Kieke v. Harmel

297 S.W. 286 | Tex. App. | 1927

This is an appeal from an order in probate, originating in the county court of Archer county, and appealed to the district court of Archer county, where the judgment was adverse to appellants' contentions.

Carl H. Kieke, an unmarried man, died in Archer county, Tex., on March 1, 1925. At the time of his death there survived him the following relatives, to wit: Otto F. Kieke, his father, Laura Kieke and Annie P. Schneider, his full sisters; Mata Kieke, his stepmother, the second wife of Otto F. Kieke, and the following eight children, being the children of Mata Kieke and Otto F. Kieke and being Alvin, Tillie, Valentine, Lillian, Elder, Esther, Fred, and Viola Kieke.

Deceased left an estate consisting of $1,537.64 cash and 139.8 acres of land in Archer county, Tex.

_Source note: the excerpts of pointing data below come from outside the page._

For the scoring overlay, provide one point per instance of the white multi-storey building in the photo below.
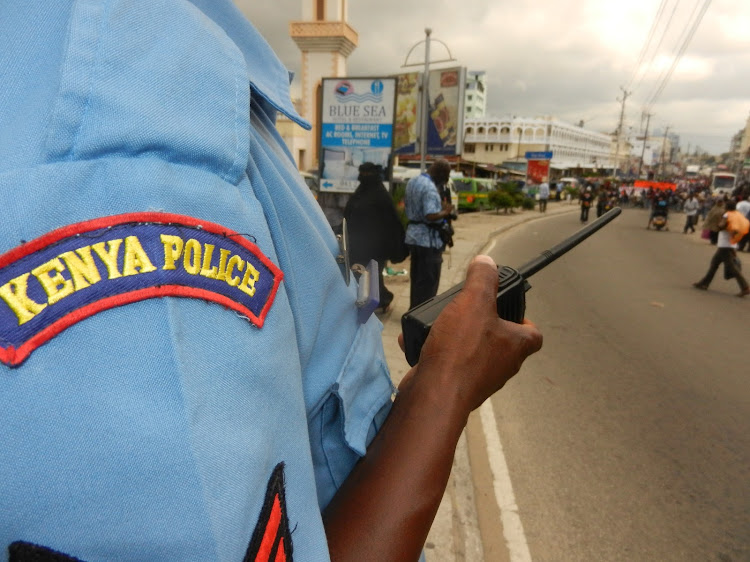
(497, 140)
(475, 97)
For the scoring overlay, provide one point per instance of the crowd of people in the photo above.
(724, 220)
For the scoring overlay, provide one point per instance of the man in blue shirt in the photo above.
(183, 375)
(426, 212)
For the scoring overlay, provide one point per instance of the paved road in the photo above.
(628, 436)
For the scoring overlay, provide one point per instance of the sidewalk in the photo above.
(454, 535)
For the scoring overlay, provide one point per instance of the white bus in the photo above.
(722, 183)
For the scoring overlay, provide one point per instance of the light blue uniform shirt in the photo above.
(422, 199)
(157, 429)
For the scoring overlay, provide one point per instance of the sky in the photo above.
(685, 62)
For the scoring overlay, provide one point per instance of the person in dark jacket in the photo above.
(375, 231)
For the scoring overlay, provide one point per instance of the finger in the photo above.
(482, 278)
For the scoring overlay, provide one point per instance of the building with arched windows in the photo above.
(505, 140)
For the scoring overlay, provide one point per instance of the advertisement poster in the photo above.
(537, 171)
(407, 113)
(444, 117)
(356, 127)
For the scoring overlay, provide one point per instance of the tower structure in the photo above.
(326, 40)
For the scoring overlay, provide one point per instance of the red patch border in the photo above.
(13, 356)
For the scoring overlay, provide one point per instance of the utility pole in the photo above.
(619, 128)
(425, 103)
(663, 149)
(643, 150)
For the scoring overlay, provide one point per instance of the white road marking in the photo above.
(506, 501)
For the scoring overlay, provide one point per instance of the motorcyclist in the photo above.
(659, 209)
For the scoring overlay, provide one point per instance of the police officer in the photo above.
(183, 374)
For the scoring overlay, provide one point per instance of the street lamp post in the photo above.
(425, 101)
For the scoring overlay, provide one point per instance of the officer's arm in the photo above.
(385, 508)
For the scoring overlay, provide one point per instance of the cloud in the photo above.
(566, 59)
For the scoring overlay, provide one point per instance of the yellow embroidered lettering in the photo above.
(14, 294)
(82, 268)
(222, 275)
(192, 259)
(207, 270)
(55, 285)
(109, 256)
(172, 250)
(136, 260)
(248, 282)
(239, 263)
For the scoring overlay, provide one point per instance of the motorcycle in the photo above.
(659, 222)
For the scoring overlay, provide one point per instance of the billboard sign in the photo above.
(356, 127)
(444, 117)
(537, 171)
(538, 156)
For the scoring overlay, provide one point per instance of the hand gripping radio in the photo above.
(511, 293)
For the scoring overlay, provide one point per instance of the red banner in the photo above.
(537, 171)
(656, 185)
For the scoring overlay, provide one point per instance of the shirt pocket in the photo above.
(351, 413)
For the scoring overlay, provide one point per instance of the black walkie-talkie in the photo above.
(511, 293)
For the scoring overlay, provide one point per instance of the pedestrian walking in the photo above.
(543, 195)
(426, 213)
(732, 227)
(586, 199)
(713, 218)
(691, 213)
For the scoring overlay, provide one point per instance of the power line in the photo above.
(680, 41)
(646, 44)
(684, 47)
(658, 46)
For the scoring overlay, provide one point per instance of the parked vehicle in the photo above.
(723, 183)
(472, 193)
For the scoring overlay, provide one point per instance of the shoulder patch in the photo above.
(272, 539)
(63, 277)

H. F. Harmel was appointed administrator, and, after settling the debts, filed his application and petition to partition and distribute the estate. All parties appearing before the county court, it was ordered that the estate be divided, giving Otto F. Kieke, the father, one-half of the estate, Laura Kieke and Annie F. Schneider, each one-twelfth of the estate, and the eight children of Otto Kieke and Mata Kieke, his second wife, each one twenty-fourth of the estate. Upon appeal to the district court, the court, without a jury, made and entered the same decree of partition as in the county court. From this judgment, Laura Kieke and Annie P. Schneider have appealed and bring the matter before this court for revision.

The case was tried and determined upon an agreed statement of facts, which are substantially set forth in the foregoing statement of the nature and result of the suit.

Articles 2570 and 2573, Rev. Statutes of 1925, in so far as necessary for consideration in the present case, read as follows:

2570: "Where any person, having title to any estate or inheritance, real, personal or mixed, shall die intestate, it shall descend and pass in parcenary to his kindred, male and female, in the following course:

"1. To his children and their descendants.

"2. If there be no children nor their descendants, then to his father and mother, in equal portions. But if only the father or mother survive the intestate, then his estate shall be divided into two equal portions, one of which shall pass to such survivor, and the other half shall pass to the brothers and sisters of the deceased, and to their descendants: but if there be none such, then the whole estate shall be inherited by the surviving father or mother. * * *"

2573: "In cases before mentioned, where the inheritance is directed to pass to the collateral kindred of the intestate, if part of such collateral be of the whole blood, and the other part of the half blood only of the intestate, those of half blood shall inherit only half so much as those of the whole blood; but if all be of the half blood they shall have whole portions."

We overrule appellants' first contention, to the effect that the children of the half blood were entitled to inherit from their deceased half-brother only in the event of the death of the common father. The children of the half blood were not entitled to property owned by their father, Otto F. Kieke, for he was living. Under the common law (14 Cyc. p. 35, par. F.), children of half blood were not entitled to recover an interest in the property of a brother or sister of the whole blood. The right of the children of the half blood to an inheritable portion of their deceased brother's estate is derived alone from the statutes we have quoted. And it seems plain to us that the children of the half blood in this case inherit, by virtue of the *287 statutes we have quoted, directly from their deceased half-brother, and not through their father as an intermediary.

We also overrule the further contention of appellants to the effect that after the allotment of one half of the estate of the deceased to the surviving father, the other half should be divided between the children, allotting to the children of the full blood, as a class, two parts, and to the children of the half blood, as a class, one part. It is insisted that by giving, as the court did, to the sisters of the whole blood, Laura Kieke and Annie P. Schneider, each one-twelfth and to the eight children of the half blood each one twenty-fourth, the children of the half blood received a greater proportion of the estate of the deceased, Carl H. Kieke, than said children of the whole blood, contrary to the provisions of article 2573 above quoted.

Article 2570 declares that the property of the person who shall die intestate shall descend and pass in "parcenary to his kindred, male and female." No distinction in the degrees of relationship of the "kindred" is here made, and article 2573 expressly designates children of the half blood as inheritable kindred, and no distinction in this article is made in the right of inheritance, the distinction being as to the relative shares between the whole blood and the half blood children. The children, as it seems to us, both of full blood and of half blood, take, under the statute, as tenants in common, each being entitled to receive his or her distributive shares, as provided in article 2573.

No other material question is presented, and we conclude that all assignments of error should be overruled and the judgment affirmed.